Gold is no panacea. It might fix one problem you don’t like today but it would introduce many constraints that would impede us in the future.

I call baloney on that one. Just because you proclaim it, doesn't mean it's true, and everything I've seen shows it to be blatantly false.

Better to have a fiat currency system and to let investors know that they have to manage their own risks to preserve their capital because that is true even in a gold-based system, it’s just that everyone assumes a gold-based system will not break down so that when it does everyone is completely unprepared. Is that really better?
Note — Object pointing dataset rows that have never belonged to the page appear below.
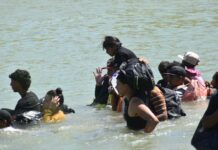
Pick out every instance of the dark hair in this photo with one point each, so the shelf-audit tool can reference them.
(23, 77)
(58, 92)
(215, 77)
(162, 67)
(111, 42)
(137, 75)
(188, 65)
(5, 115)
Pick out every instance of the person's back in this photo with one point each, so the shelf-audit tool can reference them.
(206, 134)
(51, 108)
(20, 82)
(114, 48)
(27, 103)
(196, 86)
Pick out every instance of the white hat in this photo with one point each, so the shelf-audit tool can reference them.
(190, 57)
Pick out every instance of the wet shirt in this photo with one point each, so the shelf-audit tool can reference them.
(27, 103)
(134, 123)
(213, 106)
(50, 117)
(122, 55)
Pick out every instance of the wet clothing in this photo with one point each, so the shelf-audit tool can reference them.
(123, 54)
(49, 116)
(173, 103)
(134, 123)
(207, 138)
(162, 83)
(101, 92)
(27, 103)
(212, 107)
(157, 104)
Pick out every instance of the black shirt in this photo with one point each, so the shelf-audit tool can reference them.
(134, 123)
(27, 103)
(123, 54)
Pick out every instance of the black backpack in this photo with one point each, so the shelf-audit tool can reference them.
(143, 75)
(173, 104)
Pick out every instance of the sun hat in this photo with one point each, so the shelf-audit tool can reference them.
(190, 57)
(177, 70)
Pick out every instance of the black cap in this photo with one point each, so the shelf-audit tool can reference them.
(5, 115)
(177, 70)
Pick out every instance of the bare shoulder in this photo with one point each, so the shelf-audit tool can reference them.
(136, 101)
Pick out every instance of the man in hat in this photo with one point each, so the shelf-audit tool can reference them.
(190, 60)
(176, 78)
(20, 82)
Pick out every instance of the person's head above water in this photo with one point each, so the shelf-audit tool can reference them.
(190, 59)
(111, 45)
(214, 81)
(5, 119)
(20, 79)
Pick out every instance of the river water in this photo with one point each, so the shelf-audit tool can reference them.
(59, 43)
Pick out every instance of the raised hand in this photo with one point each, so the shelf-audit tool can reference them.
(98, 76)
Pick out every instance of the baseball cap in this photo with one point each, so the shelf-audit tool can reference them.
(176, 70)
(190, 57)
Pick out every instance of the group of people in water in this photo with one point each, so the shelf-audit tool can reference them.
(29, 108)
(129, 87)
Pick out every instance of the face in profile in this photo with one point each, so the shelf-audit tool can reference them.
(121, 88)
(110, 51)
(15, 86)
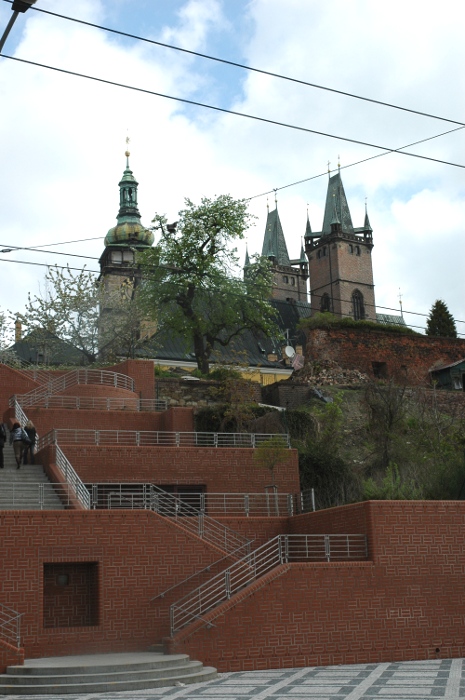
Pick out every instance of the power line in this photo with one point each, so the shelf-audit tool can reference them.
(249, 68)
(233, 112)
(351, 165)
(35, 249)
(84, 269)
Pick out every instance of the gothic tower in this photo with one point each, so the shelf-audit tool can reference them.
(117, 262)
(339, 257)
(289, 276)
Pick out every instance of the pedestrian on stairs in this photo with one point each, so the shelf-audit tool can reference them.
(30, 430)
(2, 442)
(16, 437)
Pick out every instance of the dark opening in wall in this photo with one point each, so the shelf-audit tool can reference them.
(71, 594)
(380, 370)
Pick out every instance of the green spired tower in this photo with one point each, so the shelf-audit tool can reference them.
(118, 269)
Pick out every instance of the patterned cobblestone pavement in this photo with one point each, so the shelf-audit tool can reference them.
(422, 680)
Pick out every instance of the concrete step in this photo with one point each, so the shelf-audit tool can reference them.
(102, 673)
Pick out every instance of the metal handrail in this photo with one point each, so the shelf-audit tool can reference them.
(146, 438)
(71, 478)
(22, 419)
(10, 625)
(34, 493)
(202, 571)
(99, 403)
(132, 496)
(77, 376)
(281, 549)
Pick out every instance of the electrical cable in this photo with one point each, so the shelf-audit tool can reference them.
(318, 296)
(351, 165)
(248, 68)
(233, 112)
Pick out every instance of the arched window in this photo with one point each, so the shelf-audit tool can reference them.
(358, 305)
(325, 303)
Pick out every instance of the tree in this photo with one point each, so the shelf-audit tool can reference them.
(440, 321)
(69, 310)
(188, 284)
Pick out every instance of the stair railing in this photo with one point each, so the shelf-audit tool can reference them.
(77, 376)
(280, 550)
(71, 478)
(10, 625)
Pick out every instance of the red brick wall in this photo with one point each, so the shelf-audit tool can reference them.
(10, 656)
(357, 349)
(139, 554)
(221, 470)
(406, 604)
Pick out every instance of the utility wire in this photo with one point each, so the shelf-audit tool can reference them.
(233, 112)
(351, 165)
(248, 68)
(84, 269)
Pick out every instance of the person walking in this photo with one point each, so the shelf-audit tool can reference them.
(30, 431)
(2, 442)
(16, 438)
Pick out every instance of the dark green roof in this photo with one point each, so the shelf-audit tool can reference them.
(336, 208)
(274, 243)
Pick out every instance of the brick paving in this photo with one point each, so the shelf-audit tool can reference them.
(422, 680)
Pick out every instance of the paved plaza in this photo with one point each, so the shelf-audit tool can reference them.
(442, 678)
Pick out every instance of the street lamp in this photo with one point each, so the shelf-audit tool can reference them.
(17, 7)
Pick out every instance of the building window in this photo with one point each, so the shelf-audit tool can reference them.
(358, 305)
(325, 303)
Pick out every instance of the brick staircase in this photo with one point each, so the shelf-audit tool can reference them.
(102, 673)
(27, 488)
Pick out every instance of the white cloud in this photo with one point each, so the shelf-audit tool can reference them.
(63, 138)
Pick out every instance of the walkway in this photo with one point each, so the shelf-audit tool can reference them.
(423, 680)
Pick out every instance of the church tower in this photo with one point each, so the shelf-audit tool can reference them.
(289, 276)
(339, 257)
(118, 270)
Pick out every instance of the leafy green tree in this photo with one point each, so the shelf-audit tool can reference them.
(68, 309)
(188, 284)
(440, 321)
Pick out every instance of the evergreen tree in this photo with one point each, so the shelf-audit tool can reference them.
(440, 321)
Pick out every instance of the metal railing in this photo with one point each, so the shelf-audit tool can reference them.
(150, 497)
(280, 550)
(144, 438)
(71, 478)
(10, 625)
(135, 496)
(77, 376)
(36, 495)
(99, 403)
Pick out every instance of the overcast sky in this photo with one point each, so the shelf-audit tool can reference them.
(63, 137)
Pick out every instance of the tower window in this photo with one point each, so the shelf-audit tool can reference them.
(358, 305)
(325, 303)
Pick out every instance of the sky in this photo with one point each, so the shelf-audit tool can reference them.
(63, 137)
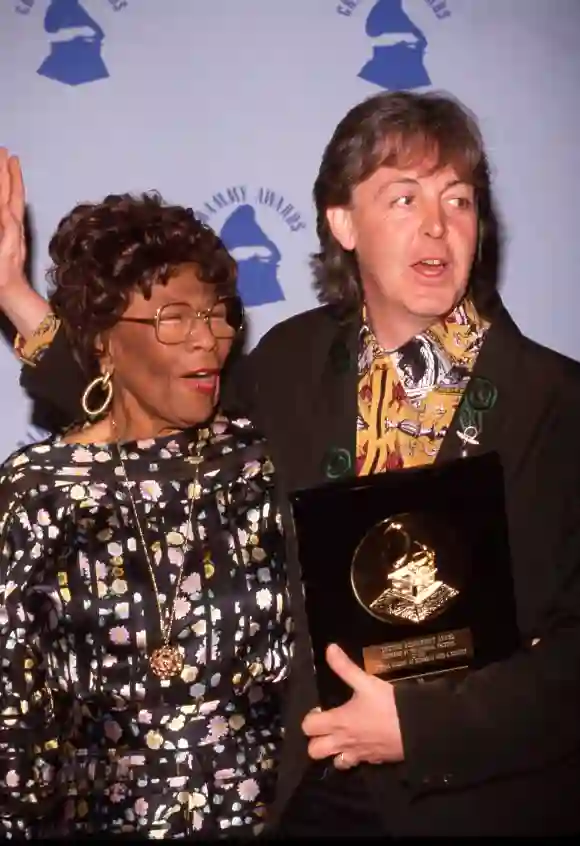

That doesn't really make any sense at all. When fiat currencies come to an end those holding them lose all of their savings stored in them. As far as I can tell, gold based monetary systems don't collapse, governments just try to confiscate it or arbitrarily declare they will no longer honor the promises they formerly made to convert their paper to gold or silver at a fixed rate. No one holding gold is loses their life savings even if a country goes off the gold standard. Even when a country reneges on their promise of conversion, their new fiat currency doesn't lose all of its value at once. When Nixon closed the gold window the value fiat dollar didn't suddenly fall off of a cliff. Citizens, if they wanted to could have converted it to gold, silver, platinum, exotic paintings, land, antique cars or almost anything else at close to the same price as before. At least for awhile.